In analyzing the American war in Afghanistan, many have spoken of a "clash of civilizations," presenting the conflict as some sort of "new crusade" of the Christian world against the Islamic one. This interpretation seems very simplistic, and unable to account for the complexity of history. Foremost, it's an interpretation that appears to completely absolve the West — and particularly the United States — of its errors, while neglecting to find the causes for the instigation of the terrorist aggressions of September 11. In other words, what has pushed some people to sacrifice themselves in order to inflict such a deep wound on the US?

We discussed this with the well-known Catholic author Vittorio Messori, who is as keen an observer of reality as he is disenchanted by it. Messori is motivated by a deep Christian realism, which emanates from virtually every line of his last book, Gli occhi di Maria (Mary's Eyes), written in co-operation with Rino Cammilleri and published in Italy by Rizzoli. He also authored Jesus Hypotheses and the famous Crossing the Threshold of Hope, with Pope John Paul II.

What do you think about the war in Afghanistan?

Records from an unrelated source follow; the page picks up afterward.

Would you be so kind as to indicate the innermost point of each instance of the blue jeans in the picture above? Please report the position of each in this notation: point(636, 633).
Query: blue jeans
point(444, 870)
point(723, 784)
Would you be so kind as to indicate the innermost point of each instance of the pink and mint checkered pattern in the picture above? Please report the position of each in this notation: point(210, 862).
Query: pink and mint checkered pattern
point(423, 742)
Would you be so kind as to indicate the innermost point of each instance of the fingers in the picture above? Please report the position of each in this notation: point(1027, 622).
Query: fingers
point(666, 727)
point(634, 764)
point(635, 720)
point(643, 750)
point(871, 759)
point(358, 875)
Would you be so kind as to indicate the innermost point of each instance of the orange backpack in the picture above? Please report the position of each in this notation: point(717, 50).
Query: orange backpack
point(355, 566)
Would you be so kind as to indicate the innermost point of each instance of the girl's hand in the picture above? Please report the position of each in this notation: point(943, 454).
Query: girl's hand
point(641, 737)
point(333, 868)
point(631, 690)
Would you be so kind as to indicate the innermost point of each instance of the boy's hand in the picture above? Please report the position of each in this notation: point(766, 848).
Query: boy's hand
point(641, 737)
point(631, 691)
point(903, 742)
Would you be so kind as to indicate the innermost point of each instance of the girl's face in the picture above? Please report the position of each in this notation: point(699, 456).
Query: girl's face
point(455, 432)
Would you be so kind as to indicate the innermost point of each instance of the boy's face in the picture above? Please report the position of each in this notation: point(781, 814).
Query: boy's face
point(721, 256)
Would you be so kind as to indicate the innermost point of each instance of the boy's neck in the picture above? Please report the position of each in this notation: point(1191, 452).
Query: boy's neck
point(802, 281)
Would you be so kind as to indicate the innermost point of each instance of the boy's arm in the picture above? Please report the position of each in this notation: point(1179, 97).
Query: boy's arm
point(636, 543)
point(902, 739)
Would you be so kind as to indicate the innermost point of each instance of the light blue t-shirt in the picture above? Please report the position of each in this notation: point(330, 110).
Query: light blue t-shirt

This so-called "war" is the triumph of hypocrisy. I cannot summon up even a gram of the excitement and enthusiasm of those who recently waved American flags in Rome in support of the war. One cannot hide the fact that the Taliban are creatures of the United States. Furthermore, business relationships between Bush's and bin Laden's clubs are documented. But, even beyond this, the Taliban exist thanks to the myopia of the US secret services which, during the war against the Russians, created, financed, and armed them.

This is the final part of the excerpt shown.